Mrs. Sachs shifted uneasily.
“You saw him just before he went, uncle Solomon, when he was tired out and not himself. He had been running from pillar to post all the week.”
Mrs. Leuniger muttered dejectedly: “He is getting to look like his father.”
Old Solomon raised his square hand to his beard, lifting his eyebrows high above the grave, shrewd, melancholy eyes.
Mrs. Sachs started; a sudden look of terror came into her face; the whites of her little hard eyes grew visible.
“Why don’t he marry?” said Solomon Sachs after a pause; “why don’t he marry that daughter of Cardozo’s? She’s not much to look at, certainly,” he added, and a wave of whimsical amusement broke out suddenly over the large, grave face.

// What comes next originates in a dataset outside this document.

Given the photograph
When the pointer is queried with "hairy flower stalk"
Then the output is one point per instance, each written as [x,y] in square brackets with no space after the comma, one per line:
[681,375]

“Yes,” put in Mrs. Leuniger, unusually loquacious, “his wife might see that he didn’t work himself to death.”
“I don’t see how he can work less,” cried Adelaide; “he has his way to make. And making your way, in these days, means pulling a great many strings.”
“Yes,” said Mrs. Sachs, relieved by this view of the case, “he must get on.”
Judith began to feel that her powers of endurance had their limits. She rose slowly, went over to the fireplace for a moment, threw a casual remark to Rose, and went from the room.